Metro Weekly

End of an Icon: Vann Chen

Washington marks the passing of ''Mama Chen,'' nightlife luminary

Aside from Chen’s grace, Miruski also points to a sort of infectious goofiness. She mentions a club anthem from the ’90s, ”Walk for Me,” that she would spin regularly.

”He brought a big old wok out of his kitchen and put it on his head and started going. ‘Walk for me, Walk for me,”’ she says wistfully. ”He was just a joy to know.”

It’s likely no one knew Chen as well as Danny Aviance, with whom Chen shared an apartment at 16th and Q Streets NW for 17 years.

”We met going to different clubs in the city,” says Aviance. ”We’ve known each other for 25 years. We were friends for 23 of those years. We weren’t a couple, but we were domestic partners. We were not romantically involved, but you could say we were an ‘old married couple.’ We were family.”

In that sense, Ludo, their toy poodle Chen could be seen walking about town, may have been their de facto child, ”who misses his mommy very much.”

As his roommate, it was Aviance who found Chen, 52, lying on the sofa as he often would. At first, he says, he did not realize his friend was gone.

”When I found him, he was in a peaceful repose on the sofa,” says Aviance, adding that he’s not yet received a specific cause of death from the medical examiner. ”I’ve seen him like that a thousand times, and that’s the way he went.”

”A lady always knows when to leave,” Aviance adds with more playfulness than grief, detailing Chen’s life as a self-taught seamster, creating clothing, gifts, draperies and all the rest.

Aviance says that a private service was held with Chen’s family April 5, and that his body has been cremated. Chen’s ashes will be returned to family in Vietnam, from where he emigrated around 1980, to be interred in the family mausoleum.

”Vann was kind and generous,” Aviance continues. ”He was flamboyant. He was beautiful. He was very funny, with a very sharp wit. Vann was the best thing I can think of that came out of the Vietnam War. He became an icon.”

And that is what he wants those who knew Chen to celebrate. To that end, he and others are organizing a celebration of Chen’s life for April 28. Chen would have been 53 on April 29.

”We’ll have the celebration of his life on the 28th, and toast him at midnight on his birthday,” says Aviance, adding one strict caution: ”We don’t want mourning and sadness.”

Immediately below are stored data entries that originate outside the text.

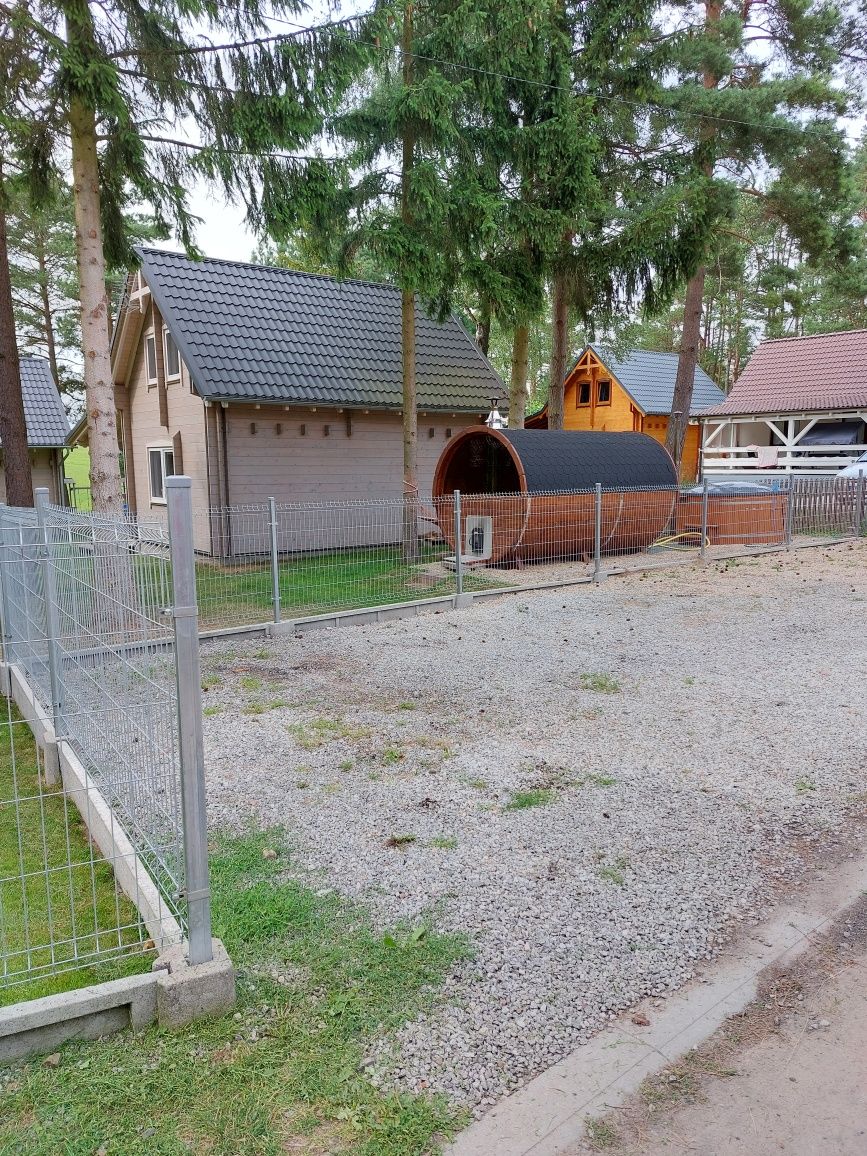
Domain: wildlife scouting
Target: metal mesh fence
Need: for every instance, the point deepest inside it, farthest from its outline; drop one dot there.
(290, 561)
(87, 635)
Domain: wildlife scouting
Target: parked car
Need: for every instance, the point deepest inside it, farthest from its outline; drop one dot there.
(859, 466)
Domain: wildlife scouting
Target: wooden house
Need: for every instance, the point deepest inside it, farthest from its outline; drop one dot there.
(619, 394)
(46, 428)
(800, 407)
(264, 382)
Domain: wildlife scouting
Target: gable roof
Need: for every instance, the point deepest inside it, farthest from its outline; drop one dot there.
(801, 375)
(46, 422)
(256, 333)
(649, 378)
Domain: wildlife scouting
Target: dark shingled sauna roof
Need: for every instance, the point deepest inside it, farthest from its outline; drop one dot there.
(578, 459)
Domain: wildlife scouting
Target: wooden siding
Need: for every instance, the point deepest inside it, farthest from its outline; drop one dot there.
(312, 466)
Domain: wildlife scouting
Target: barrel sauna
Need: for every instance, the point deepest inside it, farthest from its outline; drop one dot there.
(525, 493)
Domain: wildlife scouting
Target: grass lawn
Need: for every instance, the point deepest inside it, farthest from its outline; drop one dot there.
(318, 584)
(76, 466)
(317, 984)
(51, 889)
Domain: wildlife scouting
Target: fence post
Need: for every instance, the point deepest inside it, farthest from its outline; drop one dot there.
(703, 549)
(185, 615)
(859, 504)
(52, 612)
(5, 621)
(790, 504)
(458, 548)
(274, 558)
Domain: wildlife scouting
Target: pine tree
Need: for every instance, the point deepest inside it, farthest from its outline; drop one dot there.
(113, 79)
(770, 109)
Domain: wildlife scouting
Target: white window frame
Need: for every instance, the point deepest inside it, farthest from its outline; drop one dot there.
(162, 450)
(152, 380)
(167, 338)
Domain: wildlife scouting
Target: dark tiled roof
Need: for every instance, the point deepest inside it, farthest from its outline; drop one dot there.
(649, 378)
(253, 333)
(801, 375)
(46, 423)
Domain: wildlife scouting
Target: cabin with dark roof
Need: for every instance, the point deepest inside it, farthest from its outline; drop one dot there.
(46, 428)
(264, 382)
(634, 393)
(799, 407)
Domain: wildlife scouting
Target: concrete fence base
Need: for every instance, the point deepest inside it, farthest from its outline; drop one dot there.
(172, 994)
(175, 993)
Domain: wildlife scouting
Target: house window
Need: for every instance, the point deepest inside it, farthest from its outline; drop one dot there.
(172, 357)
(150, 358)
(161, 465)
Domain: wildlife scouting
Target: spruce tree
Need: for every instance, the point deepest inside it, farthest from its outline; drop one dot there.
(113, 80)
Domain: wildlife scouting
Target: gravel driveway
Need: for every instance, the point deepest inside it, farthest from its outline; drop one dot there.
(598, 785)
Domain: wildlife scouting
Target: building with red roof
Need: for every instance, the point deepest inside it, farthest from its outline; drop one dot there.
(800, 406)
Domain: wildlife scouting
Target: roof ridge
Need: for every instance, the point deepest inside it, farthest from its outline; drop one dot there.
(273, 268)
(812, 336)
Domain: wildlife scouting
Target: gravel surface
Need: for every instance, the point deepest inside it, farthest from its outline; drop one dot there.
(598, 785)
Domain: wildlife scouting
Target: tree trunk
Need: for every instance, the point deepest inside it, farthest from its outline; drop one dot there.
(13, 424)
(560, 352)
(687, 362)
(518, 380)
(98, 390)
(407, 325)
(47, 318)
(482, 328)
(688, 358)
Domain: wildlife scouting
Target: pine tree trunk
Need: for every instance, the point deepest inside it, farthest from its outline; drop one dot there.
(47, 319)
(560, 352)
(690, 336)
(687, 362)
(482, 330)
(518, 380)
(407, 325)
(98, 390)
(13, 425)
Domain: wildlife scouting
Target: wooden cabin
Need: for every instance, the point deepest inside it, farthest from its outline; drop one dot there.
(264, 382)
(634, 393)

As Chen celebrated life in clubs of Washington, says Aviance, it’s befitting that this last celebration, too, be filled with the music and gaiety he loved.

The celebration of Vann ”Mama Chen” Chen’s life will be Saturday, April 28, at Townhouse Tavern, 1637 R St. NW, from 9 p.m. till closing. Aviance asks that in lieu of flowers, those wishing to honor Chen make a donation ”in the spirit of Vann’s generosity” to the charity of their choice.